How long does it take to get an animation done?
What kind of quality can you produce?
We haven’t got much budget but we need it to look amazing.
Can you get the video done this week?
We haven’t got a script but I’m sure it will all come together.
If you work in our industry, you would have heard this all before.
If you don’t, those may be some questions that were already on your mind.
Let us take a moment to explain a few basic elements in the video world, and what can be expected.
There are 3 main elements of client’s concern when enquiring about a video.
Time – How long will my video take to complete?
Cost – How much is it going to cost me to get the video made?
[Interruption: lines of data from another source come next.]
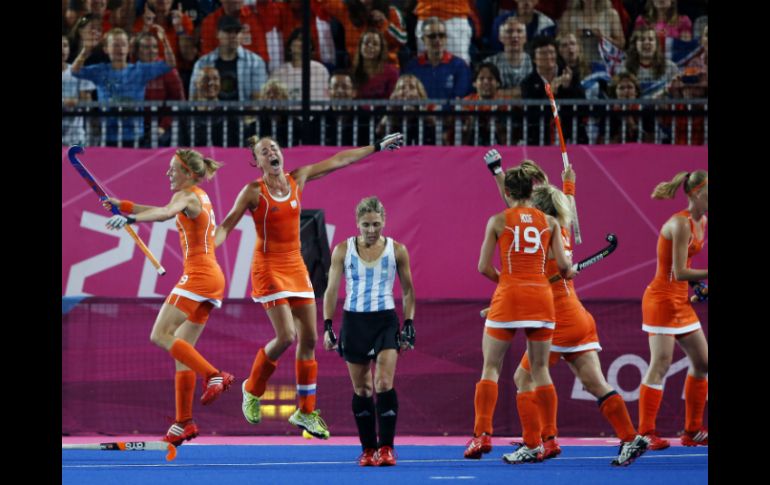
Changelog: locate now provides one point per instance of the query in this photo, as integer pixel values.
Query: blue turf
(333, 465)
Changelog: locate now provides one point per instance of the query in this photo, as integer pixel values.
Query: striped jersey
(369, 285)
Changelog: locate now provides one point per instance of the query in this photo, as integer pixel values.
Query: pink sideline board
(437, 199)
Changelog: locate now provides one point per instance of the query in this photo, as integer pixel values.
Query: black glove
(328, 328)
(392, 141)
(701, 290)
(494, 161)
(407, 333)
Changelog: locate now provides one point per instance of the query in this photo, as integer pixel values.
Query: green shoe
(310, 422)
(251, 408)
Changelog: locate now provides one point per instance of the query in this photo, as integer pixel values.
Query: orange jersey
(443, 9)
(393, 28)
(203, 279)
(278, 270)
(277, 220)
(666, 307)
(575, 326)
(523, 297)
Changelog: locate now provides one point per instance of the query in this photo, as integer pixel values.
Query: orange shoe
(385, 457)
(477, 446)
(696, 438)
(216, 385)
(181, 432)
(655, 441)
(551, 447)
(368, 457)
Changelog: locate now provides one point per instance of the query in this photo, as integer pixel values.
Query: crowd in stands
(242, 50)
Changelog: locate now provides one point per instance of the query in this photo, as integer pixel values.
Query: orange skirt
(279, 275)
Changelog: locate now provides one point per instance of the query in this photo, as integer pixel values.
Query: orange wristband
(126, 206)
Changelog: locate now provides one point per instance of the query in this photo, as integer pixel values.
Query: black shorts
(366, 334)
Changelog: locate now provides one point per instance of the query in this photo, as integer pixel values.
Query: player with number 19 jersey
(523, 298)
(203, 279)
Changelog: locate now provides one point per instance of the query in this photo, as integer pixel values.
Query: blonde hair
(667, 190)
(370, 204)
(196, 163)
(553, 202)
Quality – What will the video look like and will it be good?
We like to think we always do our best here a 77 Productions, to tick every box for every customer, constantly putting our best work forward, hitting deadlines and offering competitive pricing…
However, there is usually a compromise when the demand for one of the above questions is a major priority.
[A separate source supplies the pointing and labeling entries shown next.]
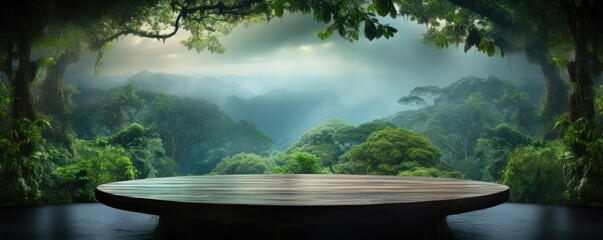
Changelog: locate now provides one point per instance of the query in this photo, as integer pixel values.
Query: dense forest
(58, 141)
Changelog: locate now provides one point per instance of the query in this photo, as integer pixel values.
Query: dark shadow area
(97, 221)
(529, 221)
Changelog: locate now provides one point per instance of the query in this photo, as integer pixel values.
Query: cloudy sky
(286, 53)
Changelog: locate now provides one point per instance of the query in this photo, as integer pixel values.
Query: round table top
(295, 197)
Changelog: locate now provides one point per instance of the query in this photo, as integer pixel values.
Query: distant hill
(284, 114)
(211, 89)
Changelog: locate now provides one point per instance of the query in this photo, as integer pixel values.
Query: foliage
(104, 163)
(535, 174)
(384, 152)
(145, 150)
(299, 163)
(494, 149)
(464, 111)
(20, 174)
(243, 163)
(122, 107)
(583, 167)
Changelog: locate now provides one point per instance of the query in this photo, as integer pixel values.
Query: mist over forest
(461, 97)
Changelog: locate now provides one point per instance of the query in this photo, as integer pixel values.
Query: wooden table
(301, 199)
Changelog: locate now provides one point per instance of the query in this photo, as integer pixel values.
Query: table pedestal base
(170, 227)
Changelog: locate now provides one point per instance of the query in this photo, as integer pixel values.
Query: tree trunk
(22, 107)
(555, 100)
(54, 102)
(582, 72)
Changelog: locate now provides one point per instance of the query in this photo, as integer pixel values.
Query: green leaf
(473, 39)
(393, 12)
(370, 30)
(578, 3)
(326, 16)
(383, 7)
(491, 50)
(278, 10)
(341, 30)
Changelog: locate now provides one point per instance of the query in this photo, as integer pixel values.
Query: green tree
(384, 152)
(29, 26)
(145, 150)
(299, 163)
(122, 107)
(534, 174)
(243, 163)
(319, 141)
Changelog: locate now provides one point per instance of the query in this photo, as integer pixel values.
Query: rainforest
(102, 91)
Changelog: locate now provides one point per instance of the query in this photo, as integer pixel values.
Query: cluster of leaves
(534, 174)
(20, 174)
(243, 163)
(583, 167)
(469, 121)
(333, 139)
(298, 163)
(448, 24)
(192, 132)
(384, 152)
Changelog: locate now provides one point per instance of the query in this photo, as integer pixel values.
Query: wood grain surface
(295, 197)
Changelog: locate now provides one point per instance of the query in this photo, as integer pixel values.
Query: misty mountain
(210, 89)
(283, 114)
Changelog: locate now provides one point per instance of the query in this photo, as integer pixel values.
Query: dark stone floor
(97, 221)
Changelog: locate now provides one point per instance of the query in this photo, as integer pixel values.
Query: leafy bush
(384, 151)
(243, 163)
(300, 163)
(534, 174)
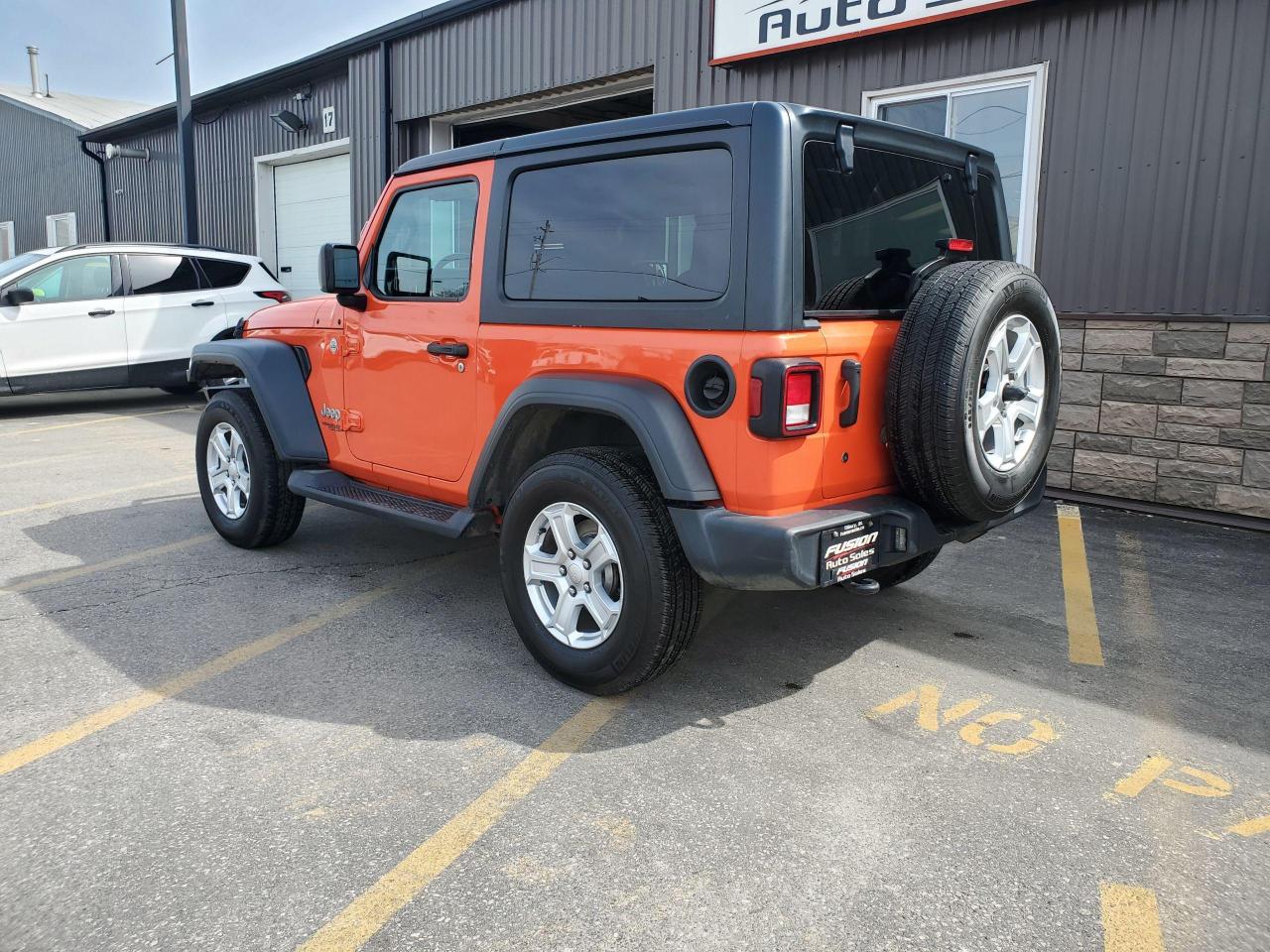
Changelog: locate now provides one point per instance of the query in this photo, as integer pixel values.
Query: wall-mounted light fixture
(289, 121)
(113, 151)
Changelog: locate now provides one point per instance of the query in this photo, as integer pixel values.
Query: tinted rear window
(221, 273)
(648, 227)
(158, 275)
(875, 226)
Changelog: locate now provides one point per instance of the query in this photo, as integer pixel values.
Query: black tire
(898, 574)
(934, 381)
(272, 512)
(661, 592)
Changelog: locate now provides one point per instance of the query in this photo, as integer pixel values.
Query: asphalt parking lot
(1055, 739)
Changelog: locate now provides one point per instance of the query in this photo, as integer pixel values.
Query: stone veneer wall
(1166, 412)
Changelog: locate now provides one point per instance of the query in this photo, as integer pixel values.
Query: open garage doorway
(595, 102)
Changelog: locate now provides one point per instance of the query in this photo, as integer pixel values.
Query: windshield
(866, 232)
(16, 264)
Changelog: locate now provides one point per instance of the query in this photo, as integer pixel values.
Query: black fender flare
(654, 416)
(277, 382)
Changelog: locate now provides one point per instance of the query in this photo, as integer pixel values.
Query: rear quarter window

It is summed up quite nicely in this graph below:
Given the obvious compromise, as an experiment, we put a test to our team…
to break them.
So, in our busiest period of the year, we came to the team with a brief…
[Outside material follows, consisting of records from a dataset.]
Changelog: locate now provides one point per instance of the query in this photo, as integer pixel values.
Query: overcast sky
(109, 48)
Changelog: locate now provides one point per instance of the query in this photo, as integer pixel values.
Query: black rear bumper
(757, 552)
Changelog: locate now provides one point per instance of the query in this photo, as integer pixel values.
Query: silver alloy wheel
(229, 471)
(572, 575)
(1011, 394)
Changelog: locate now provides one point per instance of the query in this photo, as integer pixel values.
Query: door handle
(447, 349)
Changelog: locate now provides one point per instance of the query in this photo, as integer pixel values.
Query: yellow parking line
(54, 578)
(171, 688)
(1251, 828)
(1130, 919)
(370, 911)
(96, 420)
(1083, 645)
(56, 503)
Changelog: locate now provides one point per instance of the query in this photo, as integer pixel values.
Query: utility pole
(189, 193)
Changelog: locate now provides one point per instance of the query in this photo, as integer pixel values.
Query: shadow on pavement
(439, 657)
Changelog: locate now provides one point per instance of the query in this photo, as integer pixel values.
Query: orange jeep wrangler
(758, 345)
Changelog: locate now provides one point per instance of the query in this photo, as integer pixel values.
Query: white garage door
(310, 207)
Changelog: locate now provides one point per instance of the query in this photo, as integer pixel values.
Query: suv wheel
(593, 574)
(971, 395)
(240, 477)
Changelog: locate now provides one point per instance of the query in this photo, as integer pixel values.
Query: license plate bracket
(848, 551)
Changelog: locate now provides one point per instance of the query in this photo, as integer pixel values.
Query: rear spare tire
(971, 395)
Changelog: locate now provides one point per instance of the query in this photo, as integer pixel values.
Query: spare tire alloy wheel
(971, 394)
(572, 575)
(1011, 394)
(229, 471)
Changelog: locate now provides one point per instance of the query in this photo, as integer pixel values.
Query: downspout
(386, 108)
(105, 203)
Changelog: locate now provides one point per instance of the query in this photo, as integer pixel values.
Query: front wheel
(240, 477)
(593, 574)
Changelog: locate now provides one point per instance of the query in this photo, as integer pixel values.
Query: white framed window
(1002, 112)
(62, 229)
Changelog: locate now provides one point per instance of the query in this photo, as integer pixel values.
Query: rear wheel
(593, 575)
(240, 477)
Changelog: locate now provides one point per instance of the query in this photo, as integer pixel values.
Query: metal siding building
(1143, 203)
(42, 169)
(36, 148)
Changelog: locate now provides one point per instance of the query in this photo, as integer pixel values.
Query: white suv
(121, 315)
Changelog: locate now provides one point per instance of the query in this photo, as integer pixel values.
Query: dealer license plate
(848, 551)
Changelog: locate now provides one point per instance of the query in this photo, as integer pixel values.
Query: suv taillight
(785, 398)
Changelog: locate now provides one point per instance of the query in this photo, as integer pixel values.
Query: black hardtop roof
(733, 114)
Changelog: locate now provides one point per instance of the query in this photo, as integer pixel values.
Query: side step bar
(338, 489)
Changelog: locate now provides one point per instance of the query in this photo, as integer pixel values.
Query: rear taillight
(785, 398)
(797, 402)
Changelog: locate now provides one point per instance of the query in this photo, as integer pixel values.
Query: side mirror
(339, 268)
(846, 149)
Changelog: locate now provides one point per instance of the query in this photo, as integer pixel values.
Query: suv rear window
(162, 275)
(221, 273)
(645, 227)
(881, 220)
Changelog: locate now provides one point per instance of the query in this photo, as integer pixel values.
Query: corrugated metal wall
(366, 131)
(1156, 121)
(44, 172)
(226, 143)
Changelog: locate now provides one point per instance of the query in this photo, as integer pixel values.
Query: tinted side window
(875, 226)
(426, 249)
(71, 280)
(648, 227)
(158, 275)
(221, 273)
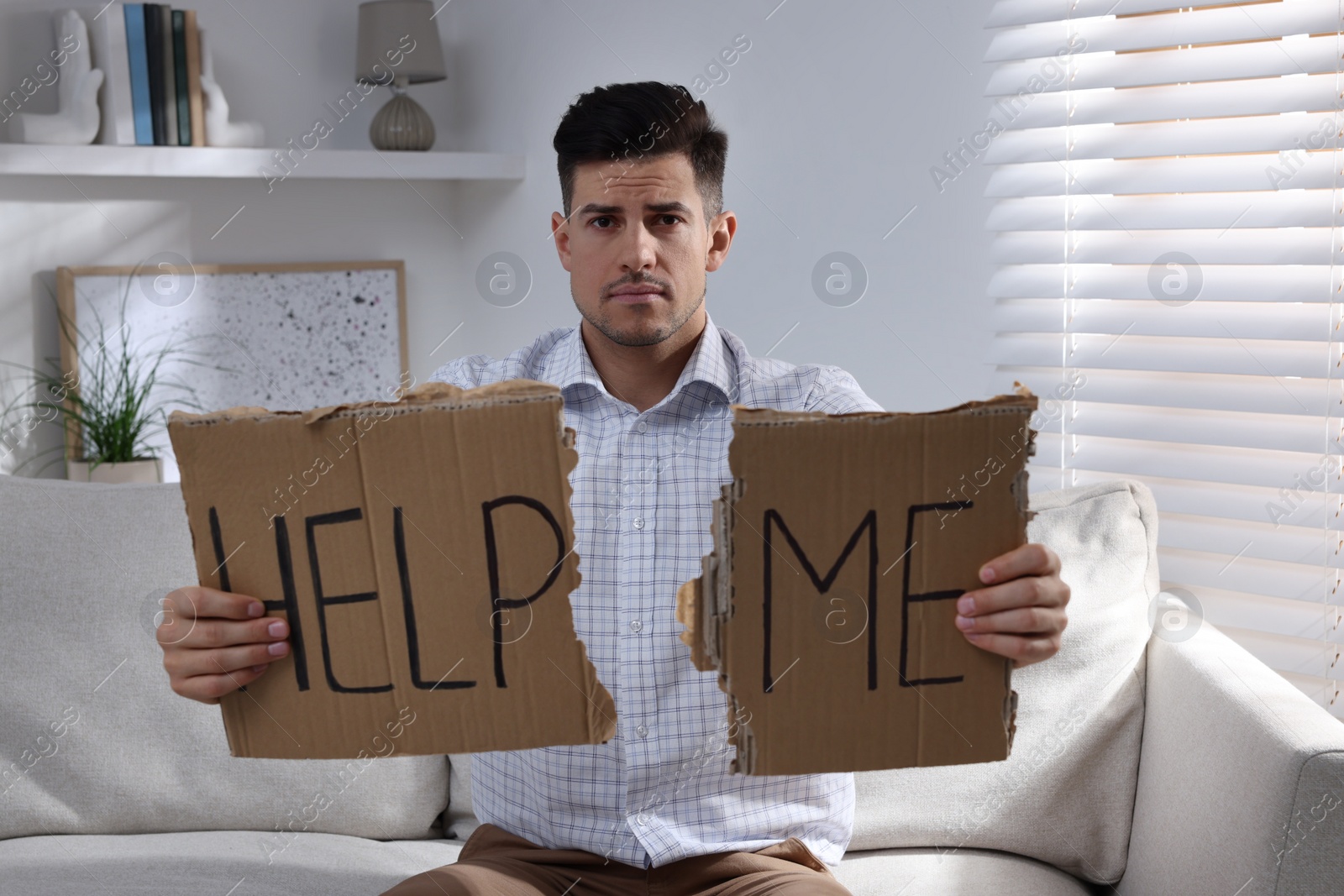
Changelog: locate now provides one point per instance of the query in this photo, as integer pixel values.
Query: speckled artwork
(288, 340)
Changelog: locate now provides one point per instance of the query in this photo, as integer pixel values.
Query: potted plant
(109, 406)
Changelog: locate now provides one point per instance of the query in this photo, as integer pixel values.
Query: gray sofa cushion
(1066, 794)
(93, 741)
(230, 862)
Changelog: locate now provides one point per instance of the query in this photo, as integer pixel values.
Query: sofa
(1152, 754)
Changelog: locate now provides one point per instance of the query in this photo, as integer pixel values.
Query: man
(647, 380)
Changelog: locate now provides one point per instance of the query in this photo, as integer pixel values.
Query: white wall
(835, 116)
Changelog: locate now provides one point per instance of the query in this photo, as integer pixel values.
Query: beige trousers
(497, 862)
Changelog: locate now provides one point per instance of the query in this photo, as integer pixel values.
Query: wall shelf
(100, 160)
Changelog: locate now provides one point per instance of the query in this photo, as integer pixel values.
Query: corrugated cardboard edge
(703, 629)
(438, 396)
(600, 705)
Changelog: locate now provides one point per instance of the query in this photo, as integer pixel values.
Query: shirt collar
(711, 363)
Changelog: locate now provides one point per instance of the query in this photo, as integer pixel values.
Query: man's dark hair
(635, 121)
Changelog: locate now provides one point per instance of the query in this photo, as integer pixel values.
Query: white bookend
(108, 34)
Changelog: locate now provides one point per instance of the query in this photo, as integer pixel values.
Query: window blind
(1168, 204)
not an elaborate, detailed brief…
a simple and vague brief…
Our brief was to create a video, using whatever medium of communication necessary (character animation, acted footage, motion graphics, 3D, etc…) to demonstrate how to change a light bulb.
There was no budget.
There was no script.
And we only gave them a week to complete it.
The experiment was to see which element would fall first in the triangle, time, cost or quality.
The result can be found at the top of the page.
Needless to say, it was a train wreck and the triangle gave a snowball effect.
Because there was no budget, the video was instantly pushed back as a low priority and left to the last minute to complete.
Because the video was left to the last minute to complete, the production was rushed and the quality was significantly compromised.
Although the team were able to come up with a humorous concept, there are only so many hours in a day and with no budget, they were limited to using themselves and friends to act, as well as repurposing existing footage and animations.
On the flipside.
If the team had a budget:
They could’ve hired professional actors; high-quality film equipment and used real sports cars instead of matchbox cars.
If the team had more time:
They could’ve improved the animation; special effects and green screening; filmed in better locations and come up with a more in-depth storyline.
At least we all had a good laugh and learnt something along the way.
That light bulb is still working by the way.